Tiba-tiba terdengar bunyi tepuk tangan.

Adit dan si pelayan menoleh ke arah sumber bunyi, mendapati seorang pria dengan setelan necis berjalan ke arah mereka.

Bersama pria itu ada seorang wanita dengan gaun mewah berwarna merah gelap.

“Wah wah, mimpi apa aku semalam, sampai-sampai sekarang ini aku melihatmu di sini, Adit Winarta!” kata pria itu.

Dia adalah Erkan Suryaprasta, anak salah satu orang terkaya di Kota Parsha, pria yang hingga detik ini masih saja mengejar-ngejar Diana.

“Anda mengenal Tuan ini, Tuan Erkan?” tanya si pelayan.

Erkan terkekeh, memberi Adit tatapan menghina, lalu menjawab, “Oh, tentu. Tentu saja aku mengenalnya. Dia ini menantu sampah Keluarga Pratama.”

Si pelayan tampak terkejut. Dia menatap Adit, tapi kali ini tak lagi mempertahankan sikap profesionalnya.

“Mau apa dia di sini? Makan?” tanya Erkan.

“Benar, Tuan,” jawab si pelayan.

“Aduh aduh aduh… Sebaiknya kalian usir saja orang seperti dia ini. Dari yang kudengar, sudah hampir dua tahun ini dia menganggur. Aku khawatir dia bahkan tak sanggup membayar menu termurah yang kalian miliki,” hasut Erkan.

Adit mendengus. Mulanya dia hendak mengabaikan ocehan-ocehan Erkan dan fokus pada misinya. Tapi, seperti selalu terjadi, Erkan melampaui batas.

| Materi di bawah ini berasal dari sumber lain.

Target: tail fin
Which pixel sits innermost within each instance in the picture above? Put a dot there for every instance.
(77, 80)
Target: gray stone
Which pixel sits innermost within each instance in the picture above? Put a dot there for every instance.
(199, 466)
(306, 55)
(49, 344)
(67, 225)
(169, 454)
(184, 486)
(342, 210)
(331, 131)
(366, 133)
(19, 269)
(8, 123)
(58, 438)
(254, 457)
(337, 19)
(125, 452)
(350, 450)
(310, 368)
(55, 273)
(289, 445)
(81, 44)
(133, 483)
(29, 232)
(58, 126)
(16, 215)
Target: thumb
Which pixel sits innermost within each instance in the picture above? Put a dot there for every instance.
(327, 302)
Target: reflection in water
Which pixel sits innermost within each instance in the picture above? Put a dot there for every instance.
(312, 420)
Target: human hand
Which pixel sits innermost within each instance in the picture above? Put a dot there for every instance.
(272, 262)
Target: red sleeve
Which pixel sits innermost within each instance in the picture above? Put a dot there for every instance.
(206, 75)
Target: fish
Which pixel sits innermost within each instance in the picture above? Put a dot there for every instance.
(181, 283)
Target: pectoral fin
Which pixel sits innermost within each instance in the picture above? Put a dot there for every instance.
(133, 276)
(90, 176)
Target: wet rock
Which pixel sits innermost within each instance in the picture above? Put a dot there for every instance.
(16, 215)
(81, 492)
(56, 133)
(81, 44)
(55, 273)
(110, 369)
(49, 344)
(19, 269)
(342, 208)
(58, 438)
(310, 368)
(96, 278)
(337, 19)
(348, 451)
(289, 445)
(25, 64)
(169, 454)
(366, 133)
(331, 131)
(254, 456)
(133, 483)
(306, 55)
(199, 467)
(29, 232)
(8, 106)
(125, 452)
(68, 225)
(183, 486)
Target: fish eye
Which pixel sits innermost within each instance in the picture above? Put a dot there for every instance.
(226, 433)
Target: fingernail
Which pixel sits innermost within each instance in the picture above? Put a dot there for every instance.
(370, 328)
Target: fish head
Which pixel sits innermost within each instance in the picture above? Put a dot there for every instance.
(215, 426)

“Pelayan, cepat bawakan makanan-makanan dan minuman-minuman yang kupesan! Kalau perlu aku bayar sekarang!” kata Adit.

Giliran Erkan yang mendengus. Dia melepaskan tangan si wanita cantik yang bersamanya, melangkah maju ke mejanya Adit.

Brakk!

Erkan menggebrak meja yang ditempati Adit, menatap Adit dengan tatapan memusuhi.

“Pelayan, singkirkan orang ini dari meja ini! Aku ingin meja ini dan meja-meja di sekitarnya dikosongkan!” kata Erkan.